June 12, 2005
June 12, 2005
June 15, 2005
10.534.1 - 10.534.6
Engineering + Information Literacy = One Grand Design
Barbara MacAlpine Trinity University, San Antonio, TX
Undergraduate engineering students in small institutions, like their colleagues in larger universities, need to be information literate, yet this is a skill that is not necessarily built into their curriculum. This paper will discuss a program that has been developed at Trinity University to address first year engineering students in their initial design course. It will cover the transition from largely lecture/demonstration-based instruction to a presentation that includes active learning components. An emphasis on the importance of written communication skills for engineers is a part of this program that has been enthusiastically endorsed by the engineering faculty.
Recent literature reiterates the importance of information literacy for engineering students and the role of librarians in promoting that process 1,2. The challenge is to develop a program that delivers the instruction when the students need it, and in a manner that catches their attention, allows them to practice new skills, and appeals to a variety of learning styles. The use of lectures as the primary instructional vehicle has become increasingly devalued, as reflected in student evaluations of bibliographic instruction as well as studies by learning theorists 3,4. Successful combinations of lecture/demonstrations with a variety of active learning techniques have been reported 3,5.
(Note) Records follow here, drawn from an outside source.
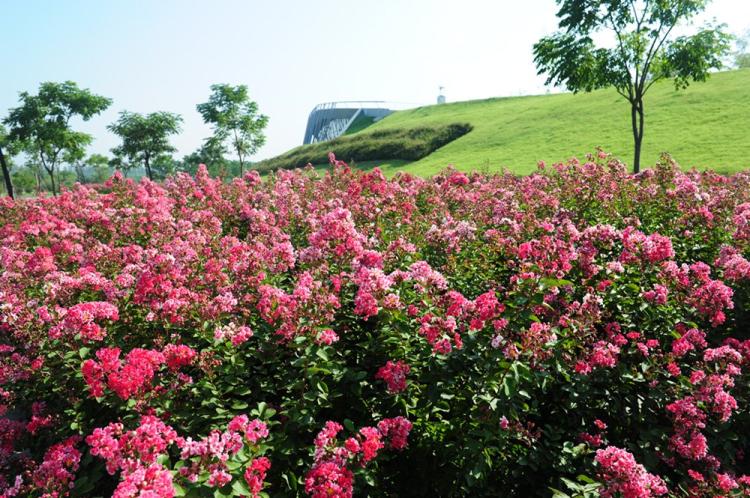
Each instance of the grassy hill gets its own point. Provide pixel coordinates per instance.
(706, 126)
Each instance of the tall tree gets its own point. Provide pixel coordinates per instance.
(42, 122)
(144, 138)
(644, 50)
(6, 146)
(75, 159)
(235, 119)
(98, 165)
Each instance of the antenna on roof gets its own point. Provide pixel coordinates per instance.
(441, 97)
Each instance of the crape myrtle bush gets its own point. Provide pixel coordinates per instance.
(579, 331)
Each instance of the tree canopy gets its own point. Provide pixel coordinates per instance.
(235, 119)
(42, 122)
(643, 50)
(144, 138)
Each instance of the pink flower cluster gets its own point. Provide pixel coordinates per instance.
(623, 476)
(135, 454)
(394, 375)
(330, 475)
(132, 377)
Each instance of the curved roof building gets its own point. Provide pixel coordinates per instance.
(332, 119)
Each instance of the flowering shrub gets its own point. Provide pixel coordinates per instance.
(578, 332)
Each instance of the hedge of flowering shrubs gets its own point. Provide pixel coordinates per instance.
(576, 332)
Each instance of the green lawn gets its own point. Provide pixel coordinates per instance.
(706, 126)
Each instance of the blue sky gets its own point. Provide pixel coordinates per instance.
(162, 55)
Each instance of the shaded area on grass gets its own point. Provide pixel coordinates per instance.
(404, 144)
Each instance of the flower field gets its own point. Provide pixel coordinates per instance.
(576, 332)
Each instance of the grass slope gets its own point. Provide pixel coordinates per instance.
(705, 126)
(408, 144)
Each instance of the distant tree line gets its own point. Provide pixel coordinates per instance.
(41, 151)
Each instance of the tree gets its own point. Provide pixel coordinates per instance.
(42, 122)
(144, 138)
(210, 153)
(235, 119)
(75, 159)
(644, 50)
(9, 147)
(98, 165)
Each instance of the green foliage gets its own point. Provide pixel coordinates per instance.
(145, 139)
(704, 128)
(42, 122)
(406, 144)
(235, 119)
(643, 53)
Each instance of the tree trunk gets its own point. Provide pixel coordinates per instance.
(148, 169)
(51, 173)
(636, 116)
(6, 174)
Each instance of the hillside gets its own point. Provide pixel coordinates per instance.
(705, 126)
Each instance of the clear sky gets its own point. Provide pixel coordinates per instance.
(162, 55)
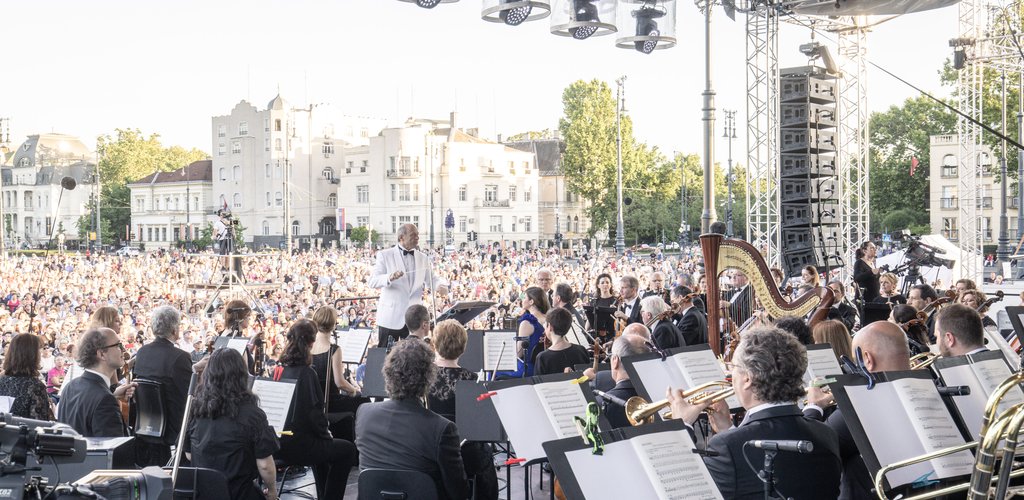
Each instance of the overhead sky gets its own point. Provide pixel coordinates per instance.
(86, 68)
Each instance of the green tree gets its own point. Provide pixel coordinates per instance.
(897, 135)
(125, 157)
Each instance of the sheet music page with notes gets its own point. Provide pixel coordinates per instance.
(561, 402)
(522, 415)
(934, 426)
(592, 472)
(274, 400)
(821, 363)
(700, 367)
(495, 358)
(674, 470)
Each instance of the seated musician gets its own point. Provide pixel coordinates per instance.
(692, 324)
(767, 375)
(975, 299)
(664, 332)
(561, 356)
(400, 433)
(958, 331)
(450, 342)
(884, 348)
(625, 345)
Trinity University is a small (c2500 student FTE), private, liberal arts institution that is almost entirely made up of undergraduates. Unlike many schools with a similar description, it also includes a Department of Engineering Science, whose mission is to “provide students with a broad-based undergraduate engineering education by offering a design-oriented, multi- disciplinary engineering science curriculum in the context of the University’s traditions of the liberal arts and sciences.”6 The key phrase is “design-oriented”, which translates into participation in engineering design projects throughout the eight-semester design course sequence. Thus it is highly advantageous to reach students in their first semester to give them the fundamentals of locating and evaluating information from the design literature.